DIRECTOR: Antoine Fuqua

CAST: Denzil Washington, Chris Pratt, Ethan Hawke, Vincent D’Onofrio, Haley Bennet, Byung-hun Lee, Manuel Garcia-Rulfo, Martins Sensmeier, Peter Sarsgaard

CLASSIFICATION: 16 LV

RUNNING TIME: 133 minutes

RATING: 3 stars (out of 5)

 

THERESA SMITH

SEVEN gunmen come together to save a beleaguered town from the clutches of a greedy bad man and his savage gang. Sound familiar?

It should. This Antoine Fuqua film is a reboot of a 1960 film of the same name, which itself was an adaptation of Akira Kurosawa’s Seven Samurai. And there was also that late ‘90s TV series and all sorts of adaptations and references in everything from comedies to sci-fi Westerns in outer space. You name it, this particular storyline has found fertile ground in many a genre.

This time around, director Fuqua sticks to the Old West, setting the film in the 1870s, just after the American Civil War. Recently widowed Emma Cullen (Bennet), enlists bounty hunter, Sam Chisolm (Washington), to defend her town of Rose Creek and he in turn rounds up all the desperados he was supposed to arrest.

Several gunfights give rise to copious amounts of bullets being shot and many bodies dropping, but a surprisingly low amount of blood spilt.

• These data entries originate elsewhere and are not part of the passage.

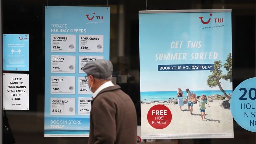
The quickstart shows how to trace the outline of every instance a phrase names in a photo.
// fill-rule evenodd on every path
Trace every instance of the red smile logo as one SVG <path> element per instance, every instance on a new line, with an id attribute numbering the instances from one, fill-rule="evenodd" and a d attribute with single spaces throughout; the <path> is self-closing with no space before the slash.
<path id="1" fill-rule="evenodd" d="M 93 14 L 95 14 L 95 12 L 93 13 Z M 93 19 L 93 18 L 94 18 L 94 16 L 93 16 L 91 18 L 89 18 L 89 15 L 86 15 L 87 17 L 87 18 L 90 20 L 92 20 L 92 19 Z"/>
<path id="2" fill-rule="evenodd" d="M 22 36 L 22 37 L 23 37 L 23 36 Z M 20 38 L 20 37 L 19 37 L 19 38 L 20 39 L 20 40 L 21 40 L 22 39 L 23 39 L 23 37 Z"/>
<path id="3" fill-rule="evenodd" d="M 212 14 L 210 14 L 210 16 L 211 16 L 212 15 Z M 210 22 L 210 21 L 211 20 L 211 18 L 210 18 L 209 20 L 208 20 L 208 21 L 205 22 L 203 20 L 203 18 L 204 18 L 204 17 L 199 17 L 199 18 L 201 20 L 201 22 L 202 22 L 202 23 L 204 24 L 208 24 L 208 23 Z"/>

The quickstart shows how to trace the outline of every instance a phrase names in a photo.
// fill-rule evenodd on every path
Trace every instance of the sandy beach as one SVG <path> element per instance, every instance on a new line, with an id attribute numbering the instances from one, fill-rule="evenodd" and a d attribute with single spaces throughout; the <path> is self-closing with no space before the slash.
<path id="1" fill-rule="evenodd" d="M 154 134 L 202 134 L 233 133 L 233 118 L 229 109 L 221 106 L 223 100 L 215 100 L 209 102 L 210 107 L 206 105 L 206 119 L 202 121 L 199 109 L 199 103 L 194 104 L 193 115 L 188 109 L 187 104 L 184 104 L 182 110 L 177 104 L 170 102 L 141 103 L 142 133 Z M 149 109 L 157 104 L 164 105 L 171 110 L 172 119 L 167 127 L 161 129 L 153 128 L 149 124 L 147 115 Z"/>

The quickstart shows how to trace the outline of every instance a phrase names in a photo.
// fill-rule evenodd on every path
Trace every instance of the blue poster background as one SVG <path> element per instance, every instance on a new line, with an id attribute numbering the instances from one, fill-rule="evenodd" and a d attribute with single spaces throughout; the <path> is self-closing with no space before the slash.
<path id="1" fill-rule="evenodd" d="M 3 70 L 29 70 L 29 35 L 4 34 L 3 41 Z"/>
<path id="2" fill-rule="evenodd" d="M 91 97 L 91 95 L 78 95 L 78 80 L 79 77 L 84 77 L 84 74 L 79 73 L 79 56 L 103 56 L 104 59 L 109 59 L 109 7 L 86 7 L 66 6 L 46 6 L 45 7 L 45 136 L 52 137 L 88 137 L 89 129 L 89 116 L 78 115 L 78 97 Z M 92 20 L 86 17 L 95 15 Z M 96 16 L 100 16 L 104 19 L 98 20 Z M 53 28 L 51 24 L 66 24 L 66 28 Z M 51 29 L 69 29 L 68 32 L 52 32 Z M 73 31 L 70 30 L 86 29 L 85 32 Z M 76 35 L 75 53 L 51 52 L 51 35 Z M 79 52 L 79 35 L 104 35 L 104 52 Z M 75 74 L 51 73 L 51 55 L 76 56 L 76 73 Z M 75 94 L 50 94 L 50 77 L 51 76 L 75 76 Z M 51 116 L 50 115 L 50 98 L 75 98 L 75 115 Z M 51 127 L 51 120 L 81 121 L 81 124 L 67 123 L 64 124 L 65 128 L 52 128 Z"/>
<path id="3" fill-rule="evenodd" d="M 194 110 L 193 113 L 199 114 L 187 119 L 186 113 L 190 115 L 186 111 L 187 104 L 184 104 L 182 111 L 177 104 L 173 102 L 174 106 L 171 101 L 177 100 L 179 87 L 185 98 L 186 97 L 185 90 L 187 88 L 196 93 L 197 96 L 202 94 L 224 95 L 218 86 L 213 87 L 208 86 L 207 80 L 212 74 L 210 70 L 214 69 L 214 62 L 220 61 L 224 65 L 227 62 L 228 55 L 232 54 L 231 11 L 215 12 L 209 10 L 203 12 L 200 11 L 167 10 L 163 12 L 160 10 L 148 11 L 141 11 L 139 14 L 142 138 L 195 138 L 189 134 L 200 134 L 197 138 L 233 137 L 233 120 L 230 111 L 222 108 L 223 110 L 220 109 L 221 112 L 219 114 L 223 111 L 228 114 L 230 124 L 222 125 L 223 121 L 220 124 L 214 123 L 216 125 L 210 122 L 206 125 L 222 127 L 228 130 L 213 129 L 198 130 L 199 132 L 197 131 L 198 129 L 189 128 L 192 123 L 196 125 L 198 121 L 202 122 L 199 110 Z M 227 74 L 224 66 L 220 70 L 223 74 Z M 232 82 L 222 79 L 220 82 L 227 94 L 232 94 Z M 215 102 L 218 102 L 216 100 Z M 173 113 L 170 125 L 161 130 L 150 127 L 147 118 L 149 109 L 157 104 L 167 106 Z M 198 104 L 197 105 L 194 105 L 194 107 L 198 109 Z M 218 104 L 216 105 L 218 108 L 220 107 Z M 220 115 L 209 114 L 214 112 L 214 109 L 210 109 L 212 112 L 209 110 L 207 113 L 213 118 L 205 120 L 207 123 L 212 120 L 216 121 L 217 121 L 216 120 L 222 119 Z M 182 117 L 183 114 L 185 117 Z M 199 116 L 197 117 L 197 115 Z M 189 119 L 191 122 L 188 122 Z M 227 120 L 229 121 L 229 119 Z M 183 122 L 182 124 L 178 124 L 179 121 Z M 207 135 L 218 131 L 218 133 L 224 134 L 223 137 Z"/>

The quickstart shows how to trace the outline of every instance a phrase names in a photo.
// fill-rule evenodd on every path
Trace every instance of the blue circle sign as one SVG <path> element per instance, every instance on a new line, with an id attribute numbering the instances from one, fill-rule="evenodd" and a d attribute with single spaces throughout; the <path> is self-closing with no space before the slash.
<path id="1" fill-rule="evenodd" d="M 256 132 L 256 77 L 245 80 L 236 88 L 231 97 L 230 109 L 240 126 Z"/>

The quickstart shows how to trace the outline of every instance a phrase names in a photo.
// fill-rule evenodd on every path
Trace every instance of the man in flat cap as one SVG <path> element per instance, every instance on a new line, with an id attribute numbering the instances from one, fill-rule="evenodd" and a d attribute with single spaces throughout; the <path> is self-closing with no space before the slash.
<path id="1" fill-rule="evenodd" d="M 135 144 L 137 120 L 130 97 L 111 81 L 113 67 L 110 61 L 98 60 L 87 63 L 83 70 L 94 93 L 90 121 L 89 144 Z"/>

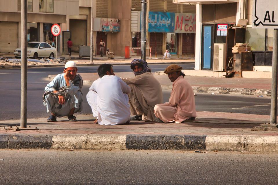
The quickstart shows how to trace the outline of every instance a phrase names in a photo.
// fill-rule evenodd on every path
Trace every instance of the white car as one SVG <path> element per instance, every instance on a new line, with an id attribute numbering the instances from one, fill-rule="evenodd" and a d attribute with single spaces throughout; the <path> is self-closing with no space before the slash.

It gets violent, but stays relatively gore-free.

While you know where the storyline is going, what keeps you interested are the well-choreographed action set pieces and the jokes. There is a very modern sense of inclusivity in not only the casting, but in characterisation as well, but this is still a very prim and proper remake.

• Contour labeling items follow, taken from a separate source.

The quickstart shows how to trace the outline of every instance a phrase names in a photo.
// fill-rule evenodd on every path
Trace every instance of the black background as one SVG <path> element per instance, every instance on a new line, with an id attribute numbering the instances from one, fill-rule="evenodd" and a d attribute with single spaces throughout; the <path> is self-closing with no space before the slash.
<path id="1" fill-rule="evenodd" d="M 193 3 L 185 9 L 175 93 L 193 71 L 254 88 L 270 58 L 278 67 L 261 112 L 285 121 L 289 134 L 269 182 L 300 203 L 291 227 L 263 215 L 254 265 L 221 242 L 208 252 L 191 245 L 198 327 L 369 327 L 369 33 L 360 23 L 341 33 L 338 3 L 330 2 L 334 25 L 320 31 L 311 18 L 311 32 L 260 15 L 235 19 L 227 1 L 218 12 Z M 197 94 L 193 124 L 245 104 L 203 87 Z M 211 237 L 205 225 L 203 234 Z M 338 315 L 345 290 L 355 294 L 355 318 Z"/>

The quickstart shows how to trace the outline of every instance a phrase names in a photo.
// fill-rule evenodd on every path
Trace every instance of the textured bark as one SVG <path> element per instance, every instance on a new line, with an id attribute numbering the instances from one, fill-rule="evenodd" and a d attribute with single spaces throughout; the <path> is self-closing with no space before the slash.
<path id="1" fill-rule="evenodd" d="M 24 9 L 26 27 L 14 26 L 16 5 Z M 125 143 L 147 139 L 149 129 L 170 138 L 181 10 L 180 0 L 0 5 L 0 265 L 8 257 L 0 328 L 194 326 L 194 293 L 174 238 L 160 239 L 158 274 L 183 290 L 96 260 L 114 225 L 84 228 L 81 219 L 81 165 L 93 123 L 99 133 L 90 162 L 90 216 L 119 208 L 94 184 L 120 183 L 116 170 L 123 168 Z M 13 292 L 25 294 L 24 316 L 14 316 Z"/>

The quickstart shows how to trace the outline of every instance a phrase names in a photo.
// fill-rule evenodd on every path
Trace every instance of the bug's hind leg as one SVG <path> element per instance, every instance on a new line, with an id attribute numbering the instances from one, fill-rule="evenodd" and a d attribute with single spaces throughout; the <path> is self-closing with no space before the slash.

Bad guy, industrialist Bartholomew Bogue (Sarsgaard), is a firm believer in might makes right, a ruthless man who wants more. Washington has commanding presence as the man in black, who keeps a firm hand on his desperados, but manages to inspire the townspeople, too.

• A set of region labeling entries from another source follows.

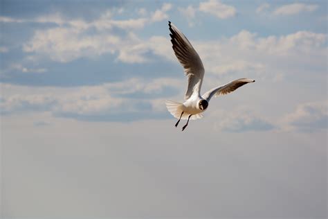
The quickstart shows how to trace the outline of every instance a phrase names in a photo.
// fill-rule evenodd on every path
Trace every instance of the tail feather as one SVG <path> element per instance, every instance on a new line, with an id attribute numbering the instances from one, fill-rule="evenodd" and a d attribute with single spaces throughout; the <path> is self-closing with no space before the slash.
<path id="1" fill-rule="evenodd" d="M 183 105 L 181 103 L 166 100 L 166 107 L 170 113 L 176 119 L 179 119 L 181 113 L 183 112 Z M 181 119 L 188 119 L 190 114 L 183 113 Z M 190 117 L 191 120 L 201 119 L 203 117 L 201 114 L 194 114 Z"/>

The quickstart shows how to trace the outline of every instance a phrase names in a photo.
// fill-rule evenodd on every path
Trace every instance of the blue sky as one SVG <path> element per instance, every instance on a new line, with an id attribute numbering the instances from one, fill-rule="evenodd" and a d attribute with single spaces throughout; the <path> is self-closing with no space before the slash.
<path id="1" fill-rule="evenodd" d="M 326 216 L 326 1 L 1 1 L 0 12 L 5 217 Z M 203 60 L 203 93 L 256 80 L 183 133 L 165 106 L 186 88 L 168 20 Z"/>

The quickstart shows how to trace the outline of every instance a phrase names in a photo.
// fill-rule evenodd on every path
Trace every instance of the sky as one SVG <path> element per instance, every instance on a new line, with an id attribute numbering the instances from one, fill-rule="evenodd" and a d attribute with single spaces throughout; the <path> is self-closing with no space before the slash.
<path id="1" fill-rule="evenodd" d="M 327 8 L 1 0 L 2 218 L 326 218 Z M 165 105 L 187 87 L 169 20 L 202 94 L 256 80 L 183 132 Z"/>

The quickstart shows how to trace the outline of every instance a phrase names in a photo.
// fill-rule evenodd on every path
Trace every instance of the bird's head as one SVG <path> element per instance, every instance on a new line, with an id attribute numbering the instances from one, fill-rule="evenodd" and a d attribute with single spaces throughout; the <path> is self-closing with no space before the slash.
<path id="1" fill-rule="evenodd" d="M 205 110 L 208 106 L 208 102 L 206 100 L 200 100 L 198 103 L 198 107 L 201 110 Z"/>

Chris Pratt gets all the good one-liners as gambler Josh Faraday who is just dying to blow up something, while Ethan Hawke tosses around the philosophical poetry as PTSD-suffering Civil War veteran and expert sharpshooter, Goodnight Robicheux. Robicheux’s best friend, the knife-wielding assassin Billy Rocks (Lee), Comanche warrior, Red Harvest (Sensmeier), and Mexican outlaw, Vasquez (Garcia-Rulfo), are the butt of some culturally suspect jokes, unlike Chisolm who, as the leader of the group, seems out of bounds in that sense.

Vincent D’Onofrio’s tracker, Jack Horne, is rightly called “a bear” by his new friends and his squeaky-voiced tracker is a man unused to human company, but one who readily accepts their friendship.The men bond over the knowledge that death awaits them as a big battle looms, but once the characters have been established, they don’t change much.

The score makes reference to Elmer Bernstein’s 1960s score which has been referenced in so many movies, adverts and even in theme parks that it is now shorthand for Old West, plus there’s a bit of the percussive sound from Seven Samurai’s score. Simon Frangler re-scored the work James Horner had started on the score before his untimely death last year and Horner’s influence is most obvious in little riffs from Avatar, but the music does help to underline the changes in the characters who go from cowboys with swagger to heroes intent on helping.Don’t go expecting the nobility in seeking to make one last statement which raises the source material to classic status.

This is a solidly made pop Western with funny jokes in which cowboys have some good one-liners and their six-shooters miraculously shoot more than six bullets before needing reloading.Good guys are clearly delineated from bad guys and life is simple.

If you liked The Quick and the Dead, you will like this.